The Mercy defendants moved pursuant to CPLR 3211(a) to dismiss the amended complaint insofar as asserted against them as time-barred. KJSS separately moved for summary judgment dismissing the amended complaint insofar as asserted against it. In an order entered January 11, 2018, the Supreme Court granted the motions, and the plaintiff appeals.
Contrary to the plaintiff's contention, the Supreme Court did not err in finding that the extension set forth in CPLR 205(a) was inapplicable and in granting the Mercy defendants' motion to dismiss the amended complaint insofar as asserted against them as time-barred. The plaintiff failed to obtain personal jurisdiction over the Mercy defendants in the federal action. Indeed, it is undisputed that no attempts were made to serve Mercy Medical Center in the federal action within the requisite period for service (see Fed Rules Civ Pro rule 4[m]), and that a waiver of service executed by Thrope was not timely filed as required by Federal Rules of Civil Procedure rule 4(d)(4). Since the plaintiff failed to obtain personal jurisdiction over the Mercy defendants in the federal action, the plaintiff was not entitled to the six-month extension pursuant to CPLR 205(a) (see Hebrew Inst. for Deaf & Exceptional Children v Kahana, 57 A.D.3d 734, 734-735). Similarly, the plaintiff failed to establish that he was entitled to a toll of the applicable limitations period pursuant to CPLR 208, since he failed to demonstrate that he was unable to protect his legal rights because of an overall inability to function in society (see Matter of Cerami v City of Rochester School Dist., 82 N.Y.2d 809, 812; McCarthy v Volkswagen of Am., 55 N.Y.2d 543, 548; Thompson v Metropolitan Transp. Auth., 112 A.D.3d 912). In this regard, the affirmation of the plaintiff's expert physician was insufficient to establish that the plaintiff was under a disability within the meaning of CPLR 208. Accordingly, the court properly granted the Mercy defendants' motion pursuant to CPLR 3211(a) to dismiss the amended complaint insofar as asserted against them as time-barred.
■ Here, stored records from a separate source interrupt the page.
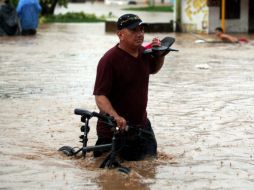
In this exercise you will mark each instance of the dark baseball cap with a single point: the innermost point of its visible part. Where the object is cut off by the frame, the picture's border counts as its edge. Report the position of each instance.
(129, 21)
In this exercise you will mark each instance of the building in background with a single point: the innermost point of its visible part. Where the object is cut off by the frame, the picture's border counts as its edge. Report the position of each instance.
(205, 15)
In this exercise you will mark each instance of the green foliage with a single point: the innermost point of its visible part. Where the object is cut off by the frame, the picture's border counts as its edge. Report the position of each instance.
(73, 17)
(153, 8)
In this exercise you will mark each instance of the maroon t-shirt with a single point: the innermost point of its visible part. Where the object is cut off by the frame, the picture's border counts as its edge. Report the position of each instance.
(124, 79)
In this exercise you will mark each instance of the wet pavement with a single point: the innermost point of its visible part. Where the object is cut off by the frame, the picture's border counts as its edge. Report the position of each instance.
(200, 105)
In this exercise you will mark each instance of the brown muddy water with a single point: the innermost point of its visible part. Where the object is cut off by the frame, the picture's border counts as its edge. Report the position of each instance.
(200, 105)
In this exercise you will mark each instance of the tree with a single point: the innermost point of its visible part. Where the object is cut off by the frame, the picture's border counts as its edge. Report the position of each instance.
(48, 6)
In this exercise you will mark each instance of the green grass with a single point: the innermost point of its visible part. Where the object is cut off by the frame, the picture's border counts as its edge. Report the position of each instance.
(152, 8)
(73, 17)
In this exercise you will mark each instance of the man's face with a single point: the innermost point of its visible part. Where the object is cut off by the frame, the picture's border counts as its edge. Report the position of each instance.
(217, 32)
(132, 37)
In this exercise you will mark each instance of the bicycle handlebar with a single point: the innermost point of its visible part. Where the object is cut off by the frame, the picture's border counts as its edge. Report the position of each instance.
(109, 120)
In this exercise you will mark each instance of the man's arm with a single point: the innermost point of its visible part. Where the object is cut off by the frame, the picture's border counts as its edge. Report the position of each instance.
(105, 106)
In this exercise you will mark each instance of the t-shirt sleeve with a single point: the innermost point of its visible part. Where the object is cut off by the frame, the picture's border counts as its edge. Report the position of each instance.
(103, 82)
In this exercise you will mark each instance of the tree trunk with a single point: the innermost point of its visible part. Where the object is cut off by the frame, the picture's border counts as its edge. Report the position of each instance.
(48, 8)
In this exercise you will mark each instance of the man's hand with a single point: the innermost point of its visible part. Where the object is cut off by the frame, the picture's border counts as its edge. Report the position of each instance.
(121, 122)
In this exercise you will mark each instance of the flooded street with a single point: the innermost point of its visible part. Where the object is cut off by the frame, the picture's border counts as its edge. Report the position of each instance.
(200, 105)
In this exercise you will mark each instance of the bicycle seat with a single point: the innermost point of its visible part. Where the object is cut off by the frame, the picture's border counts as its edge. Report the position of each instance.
(83, 112)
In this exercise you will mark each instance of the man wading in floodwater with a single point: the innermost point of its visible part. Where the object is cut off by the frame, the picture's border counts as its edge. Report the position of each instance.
(121, 89)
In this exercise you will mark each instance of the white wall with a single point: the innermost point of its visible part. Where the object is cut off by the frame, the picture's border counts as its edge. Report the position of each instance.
(194, 16)
(231, 25)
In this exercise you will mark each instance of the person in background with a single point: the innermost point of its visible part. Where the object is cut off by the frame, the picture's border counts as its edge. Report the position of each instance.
(121, 89)
(9, 22)
(228, 38)
(28, 12)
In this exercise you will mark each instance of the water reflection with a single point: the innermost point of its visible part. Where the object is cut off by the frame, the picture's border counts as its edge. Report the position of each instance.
(202, 116)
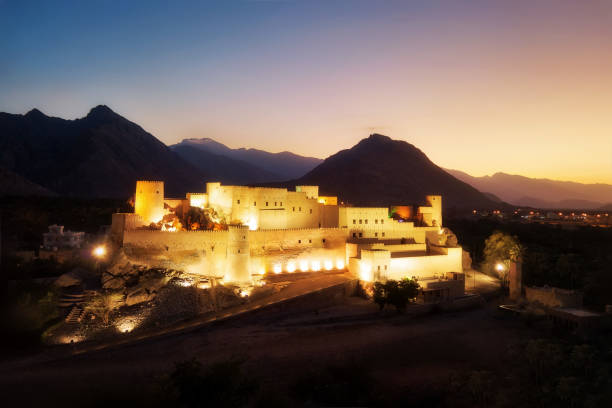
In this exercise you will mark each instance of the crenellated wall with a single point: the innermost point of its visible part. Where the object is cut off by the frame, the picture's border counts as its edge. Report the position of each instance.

Additionally, the Supreme Court properly granted KJSS's motion for summary judgment dismissing the amended complaint insofar as asserted against it. A defendant moving for summary judgment in a slip-and-fall case may establish its prima facie entitlement to judgment as a matter of law by demonstrating that the plaintiff is unable to identify the cause of his or her fall without engaging in speculation (see Theissen v 7-Eleven, Inc., 189 A.D.3d 1502; Manavazian v Pietromonaco, 188 A.D.3d 866), or by showing that it neither created nor had actual or constructive notice of the existence of the allegedly hazardous condition for a sufficient length of time to discover and remedy it (see Griffin v PMV Realty, LLC, 181 A.D.3d 912). Here, in opposition to the prima facie showing by KJSS of its entitlement to judgment as a matter of law, the plaintiff failed to come forward with sufficient evidence in admissible form to raise a triable issue of fact.
The plaintiff's remaining contentions either are without merit or need not be reached in light of our determination.
MASTRO, J.P., MILLER, CONNOLLY and GENOVESI, JJ., concur.